Kârın nasıl bir dağıtıma tabi tutulduğunu son iki yılı karşılaştırmalı olarak sergileyecek şekilde aşağıdaki tabloda gösterelim:

Bu tabloya göre 2022 yılında elde edilen net 72 milyar TL tutarındaki kârın dağıtılmasında ihtiyat akçesi olarak ayrılan 39,3 milyar TL’den sonra kalan tutarın ihmal edilebilecek kadar düşük bir miktarı diğer hissedarlara ve TCMB çalışanlarına dağıtılmıştır. Kârın kalan 32,6 milyar TL’si Hazine’ye devredilmiş, ayrıca 39,3 milyar TL’lik ihtiyat akçesi de Hazine’ye verilmiştir.

TCMB’nin Geçmiş Yıllar Kârları ve 2023 Zararı

Merkez Bankası (TCMB) 2023 yılında 818,2 milyar TL zarar ettiğini açıkladı. Bu, TCMB bilançosunu izleyenler için sürpriz değildi. Çünkü TCMB görev konusuyla hiç ilgisi olmayan bir kur korumalı mevduat yükü altında kalmıştı ve bu yük bilanço kalemlerine yansıyordu. 2023 yılında kâr değil 818,2 milyar TL zarar söz konusu olduğu için ihtiyat akçesi ayrılması mümkün olmadığı gibi hissedarlara ve çalışanlara kârdan pay verilmesi ve Hazine’ye kâr devri söz konusu olmamıştır.
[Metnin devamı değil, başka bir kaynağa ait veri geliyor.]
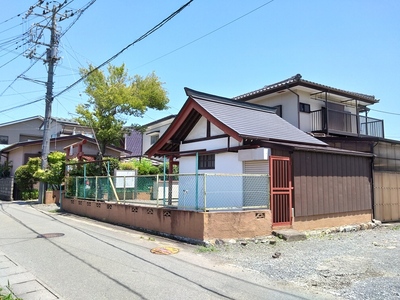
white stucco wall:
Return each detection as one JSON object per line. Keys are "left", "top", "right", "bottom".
{"left": 249, "top": 92, "right": 299, "bottom": 128}
{"left": 143, "top": 120, "right": 174, "bottom": 155}
{"left": 177, "top": 117, "right": 245, "bottom": 209}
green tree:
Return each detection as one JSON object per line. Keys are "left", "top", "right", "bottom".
{"left": 34, "top": 151, "right": 66, "bottom": 190}
{"left": 68, "top": 157, "right": 119, "bottom": 177}
{"left": 75, "top": 64, "right": 169, "bottom": 158}
{"left": 14, "top": 157, "right": 41, "bottom": 200}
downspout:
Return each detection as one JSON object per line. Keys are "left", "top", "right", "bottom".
{"left": 325, "top": 92, "right": 328, "bottom": 134}
{"left": 370, "top": 141, "right": 378, "bottom": 220}
{"left": 287, "top": 87, "right": 300, "bottom": 128}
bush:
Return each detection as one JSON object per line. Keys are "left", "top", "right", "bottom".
{"left": 34, "top": 152, "right": 66, "bottom": 190}
{"left": 14, "top": 158, "right": 40, "bottom": 194}
{"left": 21, "top": 189, "right": 39, "bottom": 200}
{"left": 118, "top": 161, "right": 135, "bottom": 170}
{"left": 0, "top": 160, "right": 12, "bottom": 178}
{"left": 68, "top": 157, "right": 119, "bottom": 177}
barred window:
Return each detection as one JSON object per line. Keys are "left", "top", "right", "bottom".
{"left": 198, "top": 154, "right": 215, "bottom": 170}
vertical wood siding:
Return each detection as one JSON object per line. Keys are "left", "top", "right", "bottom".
{"left": 374, "top": 172, "right": 400, "bottom": 222}
{"left": 292, "top": 151, "right": 372, "bottom": 217}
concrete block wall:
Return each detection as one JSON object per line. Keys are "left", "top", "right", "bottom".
{"left": 61, "top": 198, "right": 273, "bottom": 243}
{"left": 0, "top": 177, "right": 13, "bottom": 201}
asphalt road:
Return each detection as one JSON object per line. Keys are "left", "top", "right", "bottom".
{"left": 0, "top": 201, "right": 332, "bottom": 300}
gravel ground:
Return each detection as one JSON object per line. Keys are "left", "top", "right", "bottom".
{"left": 205, "top": 225, "right": 400, "bottom": 300}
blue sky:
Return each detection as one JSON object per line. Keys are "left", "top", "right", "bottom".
{"left": 1, "top": 0, "right": 399, "bottom": 139}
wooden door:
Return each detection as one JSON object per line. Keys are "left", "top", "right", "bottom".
{"left": 270, "top": 156, "right": 293, "bottom": 225}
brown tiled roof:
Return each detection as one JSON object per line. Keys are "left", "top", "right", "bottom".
{"left": 234, "top": 74, "right": 378, "bottom": 104}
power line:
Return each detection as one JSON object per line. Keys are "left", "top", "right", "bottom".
{"left": 54, "top": 0, "right": 194, "bottom": 98}
{"left": 370, "top": 108, "right": 400, "bottom": 116}
{"left": 132, "top": 0, "right": 275, "bottom": 70}
{"left": 0, "top": 0, "right": 94, "bottom": 99}
{"left": 0, "top": 97, "right": 43, "bottom": 113}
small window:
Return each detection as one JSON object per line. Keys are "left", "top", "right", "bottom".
{"left": 198, "top": 154, "right": 215, "bottom": 170}
{"left": 150, "top": 134, "right": 159, "bottom": 145}
{"left": 0, "top": 135, "right": 8, "bottom": 144}
{"left": 299, "top": 102, "right": 311, "bottom": 113}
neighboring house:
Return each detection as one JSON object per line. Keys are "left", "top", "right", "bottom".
{"left": 124, "top": 115, "right": 175, "bottom": 158}
{"left": 0, "top": 116, "right": 44, "bottom": 145}
{"left": 0, "top": 116, "right": 93, "bottom": 147}
{"left": 44, "top": 117, "right": 93, "bottom": 139}
{"left": 142, "top": 115, "right": 176, "bottom": 155}
{"left": 0, "top": 134, "right": 129, "bottom": 177}
{"left": 234, "top": 73, "right": 383, "bottom": 139}
{"left": 231, "top": 74, "right": 399, "bottom": 222}
{"left": 147, "top": 88, "right": 374, "bottom": 231}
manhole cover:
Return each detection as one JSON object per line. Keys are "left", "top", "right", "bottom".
{"left": 150, "top": 247, "right": 179, "bottom": 255}
{"left": 37, "top": 233, "right": 65, "bottom": 239}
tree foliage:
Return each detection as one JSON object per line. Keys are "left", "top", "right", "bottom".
{"left": 34, "top": 151, "right": 66, "bottom": 189}
{"left": 75, "top": 64, "right": 169, "bottom": 157}
{"left": 118, "top": 158, "right": 178, "bottom": 175}
{"left": 0, "top": 160, "right": 12, "bottom": 178}
{"left": 67, "top": 157, "right": 119, "bottom": 177}
{"left": 14, "top": 157, "right": 41, "bottom": 198}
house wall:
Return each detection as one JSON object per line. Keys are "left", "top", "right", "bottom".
{"left": 7, "top": 138, "right": 122, "bottom": 176}
{"left": 178, "top": 117, "right": 244, "bottom": 209}
{"left": 48, "top": 122, "right": 92, "bottom": 138}
{"left": 8, "top": 148, "right": 25, "bottom": 175}
{"left": 61, "top": 198, "right": 273, "bottom": 242}
{"left": 324, "top": 139, "right": 400, "bottom": 222}
{"left": 0, "top": 119, "right": 43, "bottom": 144}
{"left": 143, "top": 119, "right": 174, "bottom": 155}
{"left": 249, "top": 92, "right": 299, "bottom": 128}
{"left": 244, "top": 89, "right": 358, "bottom": 133}
{"left": 291, "top": 150, "right": 372, "bottom": 217}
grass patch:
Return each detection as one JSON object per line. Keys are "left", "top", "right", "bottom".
{"left": 0, "top": 286, "right": 22, "bottom": 300}
{"left": 391, "top": 225, "right": 400, "bottom": 230}
{"left": 196, "top": 245, "right": 218, "bottom": 253}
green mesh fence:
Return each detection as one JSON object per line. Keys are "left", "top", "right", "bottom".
{"left": 65, "top": 173, "right": 270, "bottom": 211}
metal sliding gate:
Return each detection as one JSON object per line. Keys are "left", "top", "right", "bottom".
{"left": 269, "top": 156, "right": 293, "bottom": 225}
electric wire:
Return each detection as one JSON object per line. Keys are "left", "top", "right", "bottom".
{"left": 369, "top": 108, "right": 400, "bottom": 116}
{"left": 54, "top": 0, "right": 194, "bottom": 98}
{"left": 0, "top": 0, "right": 94, "bottom": 99}
{"left": 132, "top": 0, "right": 275, "bottom": 70}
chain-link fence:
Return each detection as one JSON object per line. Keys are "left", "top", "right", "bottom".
{"left": 65, "top": 173, "right": 270, "bottom": 211}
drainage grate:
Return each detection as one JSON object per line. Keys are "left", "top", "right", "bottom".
{"left": 37, "top": 233, "right": 65, "bottom": 239}
{"left": 150, "top": 247, "right": 179, "bottom": 255}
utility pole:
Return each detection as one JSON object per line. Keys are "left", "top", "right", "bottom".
{"left": 24, "top": 1, "right": 72, "bottom": 203}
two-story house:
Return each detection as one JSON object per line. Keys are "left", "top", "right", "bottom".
{"left": 147, "top": 85, "right": 376, "bottom": 231}
{"left": 232, "top": 74, "right": 399, "bottom": 223}
{"left": 0, "top": 116, "right": 93, "bottom": 147}
{"left": 234, "top": 73, "right": 383, "bottom": 139}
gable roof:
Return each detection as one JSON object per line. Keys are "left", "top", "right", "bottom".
{"left": 0, "top": 115, "right": 44, "bottom": 127}
{"left": 0, "top": 134, "right": 129, "bottom": 155}
{"left": 146, "top": 88, "right": 326, "bottom": 157}
{"left": 234, "top": 74, "right": 379, "bottom": 105}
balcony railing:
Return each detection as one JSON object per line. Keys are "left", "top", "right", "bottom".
{"left": 310, "top": 109, "right": 384, "bottom": 138}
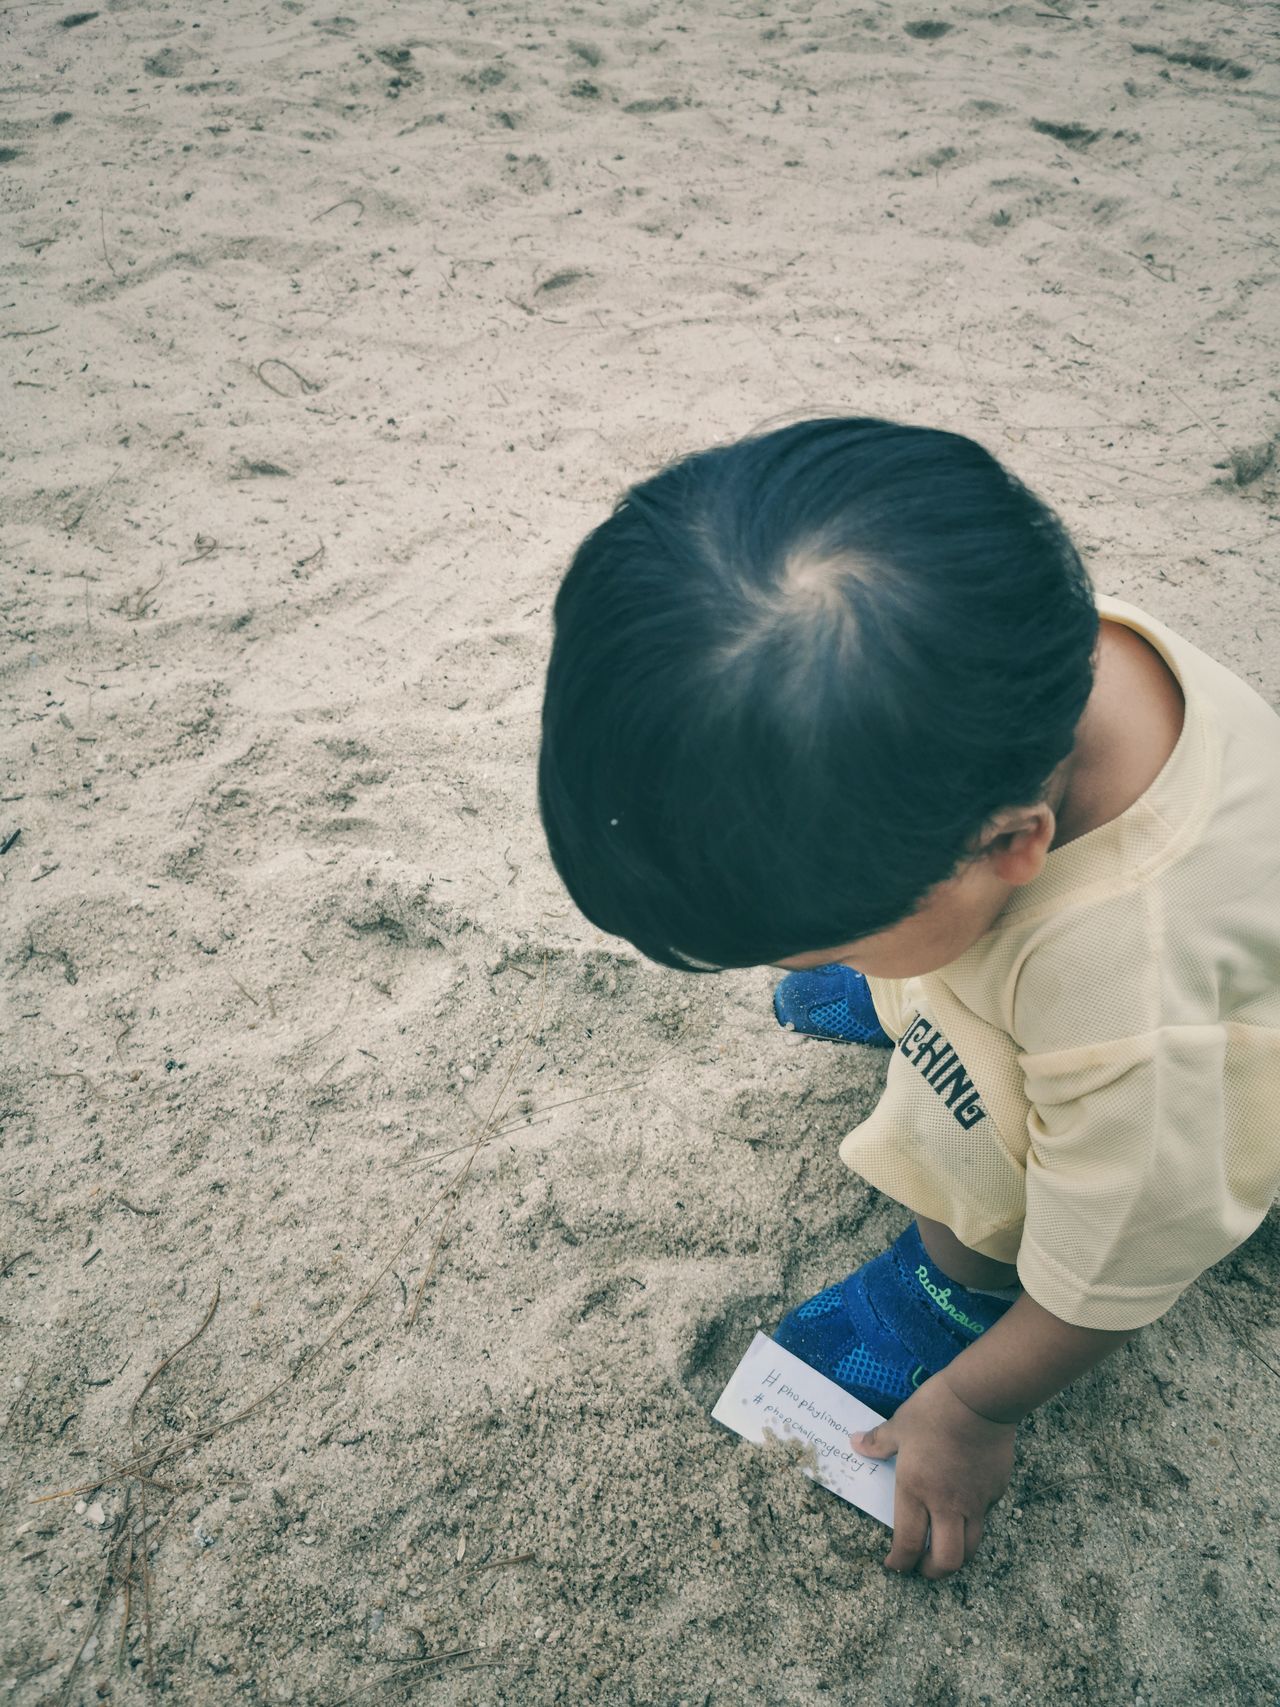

Merkez Bankası’nın geçmiş yıllar kârları şöyledir (kaynak: TCMB, Kâr Zarar Tablosu.)

Merkez Bankaları, piyasaların durumuna ya da uyguladıkları para politikasının yönüne ve ağırlığına göre göre zaman zaman zararla karşılaşabilir. Örneğin 2023 yılında yalnızca TCMB değil başka merkez bankaları da zarar ettiler. Mesela ABD Merkez Bankası (Fed) 114 milyar dolar, Avrupa Merkez Bankası (ECB) 1,3 milyar Euro zarar etti. Zarar eden merkez bankaları arasında İsviçre ve Hollanda merkez bankaları da var. Bu zararların temel nedeni kurlardaki değişimler ve menkul kıymetler cüzdanında tuttukları yerli ve yabancı tahviller oldu. Merkez bankaları küresel kriz süresince para arzını artırıp piyasadan tahvil satın alarak ekonomiyi canlandırmaya yöneldiler. Faizler değişmediği sürece bu işlem zarar yaratmadı. Enflasyonda ortaya çıkan yükselişi durdurabilmek için 2022 yılında başlayıp 2023 yılında hızlanan faiz artırımları sonucunda ellerindeki tahvillerin değeri düştü. Merkez bankalarının 2023 yılındaki zararlarının asıl nedeni budur (bu çelişki için son not 2’deki yazıma bakabilirsiniz.)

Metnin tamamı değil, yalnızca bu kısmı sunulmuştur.